Siapa pun presidennya –sejak Indonesia Merdeka– hanya terus menambah bara di dalam gunung itu.

Intinya: sudah waktunya PTPN menjadi Nike atau Adidas. Yakni bisa menjadi perusahaan sepatu terhebat di dunia – tanpa perlu punya pabrik sepatu.

Waktu itu saya dalam perjalanan dari pabrik gula di Brebes. Akan menuju ke pabrik gula di dekat Semarang. Saya ditemani dirut PTPN waktu itu dan stafnya.

Pabrik gula di Brebes itu sekarang sudah menjadi rest area jalan tol yang sangat menarik. Apalagi kalau bisa sebersih rest area di Salatiga –rest area terbaik saat ini. Saya sudah beberapa kali mampir di dua rest area itu. Terakhir Selasa lalu. Rest area Salatigalah juaranya –Ungaran runner-up-nya. Brebes punya potensi mengalahkan semuanya.

Dalam perjalanan itulah saya sampaikan: coba bikin konsep baru PTPN menjadi Nike atau Adidas.

Tidak usahlah PTPN mengelola kebun yang ribuan hektare. Sudah terbukti tidak mampu. Tanah PTPN semakin tidak terkelola. Luasannya terus menyusut. Banyak yang sudah menjadi kampung. Bahkan di Medan sudah ada yang jadi kota.

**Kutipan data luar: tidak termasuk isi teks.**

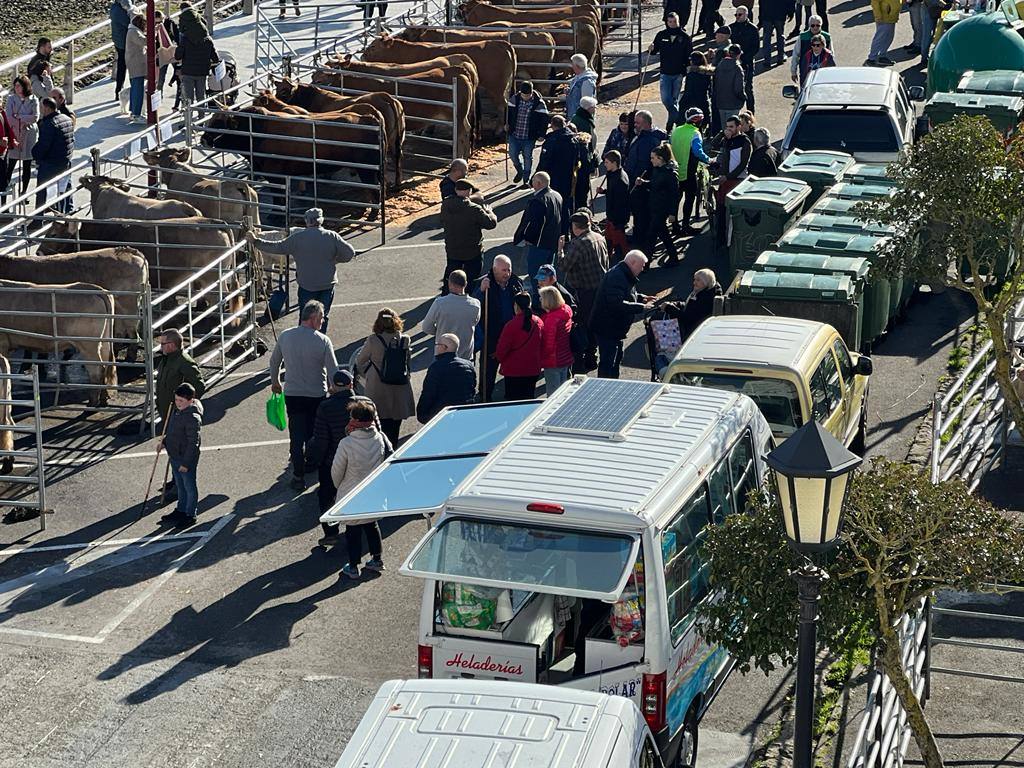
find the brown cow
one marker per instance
(495, 59)
(311, 99)
(119, 269)
(587, 29)
(417, 86)
(113, 200)
(225, 199)
(26, 323)
(535, 50)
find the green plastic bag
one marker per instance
(275, 416)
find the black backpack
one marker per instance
(395, 366)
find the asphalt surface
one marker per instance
(237, 642)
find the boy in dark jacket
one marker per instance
(526, 121)
(182, 440)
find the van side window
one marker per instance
(685, 573)
(741, 467)
(845, 364)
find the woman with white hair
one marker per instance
(584, 83)
(764, 159)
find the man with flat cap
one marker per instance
(464, 217)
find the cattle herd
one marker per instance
(353, 120)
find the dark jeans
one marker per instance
(326, 297)
(185, 484)
(353, 540)
(326, 493)
(301, 413)
(520, 387)
(610, 355)
(391, 429)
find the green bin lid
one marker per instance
(1005, 112)
(770, 194)
(829, 241)
(1000, 82)
(817, 219)
(829, 288)
(849, 190)
(868, 173)
(813, 263)
(812, 165)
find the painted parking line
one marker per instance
(131, 607)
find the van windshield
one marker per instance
(777, 398)
(525, 557)
(846, 130)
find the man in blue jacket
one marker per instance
(450, 381)
(541, 225)
(52, 151)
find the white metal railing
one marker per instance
(884, 734)
(970, 423)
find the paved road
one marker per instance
(237, 642)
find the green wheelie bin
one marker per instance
(878, 294)
(825, 298)
(1004, 112)
(995, 82)
(820, 169)
(760, 210)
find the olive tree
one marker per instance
(958, 218)
(903, 540)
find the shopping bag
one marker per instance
(275, 416)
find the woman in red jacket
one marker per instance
(557, 351)
(519, 350)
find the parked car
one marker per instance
(483, 723)
(862, 111)
(794, 369)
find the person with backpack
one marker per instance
(384, 360)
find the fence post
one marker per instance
(70, 74)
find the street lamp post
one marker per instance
(812, 470)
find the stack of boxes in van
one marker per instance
(819, 264)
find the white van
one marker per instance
(565, 545)
(483, 724)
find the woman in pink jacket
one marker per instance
(556, 351)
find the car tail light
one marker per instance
(652, 701)
(425, 662)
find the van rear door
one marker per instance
(420, 476)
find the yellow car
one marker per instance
(794, 369)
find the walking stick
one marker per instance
(156, 461)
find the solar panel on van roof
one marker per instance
(603, 408)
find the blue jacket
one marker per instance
(55, 142)
(451, 381)
(638, 159)
(119, 25)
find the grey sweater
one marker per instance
(308, 359)
(455, 314)
(315, 251)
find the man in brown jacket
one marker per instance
(464, 217)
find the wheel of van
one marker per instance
(688, 743)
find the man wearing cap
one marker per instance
(673, 47)
(450, 381)
(541, 225)
(526, 121)
(316, 253)
(457, 170)
(584, 262)
(464, 220)
(329, 430)
(455, 313)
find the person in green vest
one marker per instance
(687, 148)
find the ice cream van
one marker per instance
(564, 544)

"Tidak akan ada direksi yang bisa menyelesaikan itu," kata saya. Apalagi di BUMN itu sulit diharapkan sukses yang berkelanjutan.

Katakanlah BUMN di zaman Eric Thohir ini sukses. Apakah bisa dijamin ganti presiden kelak bisa tetap sukses?

Belum lagi kenyataan ini: Masyarakat di sekitar perkebunan miskinnya bukan main. Lihatlah penduduk yang hidup di sekitar kebun teh di Jawa Barat. Atau penduduk yang hidup di sekitar kebun tembakau di Jember, Jatim. Betapa miskin mereka.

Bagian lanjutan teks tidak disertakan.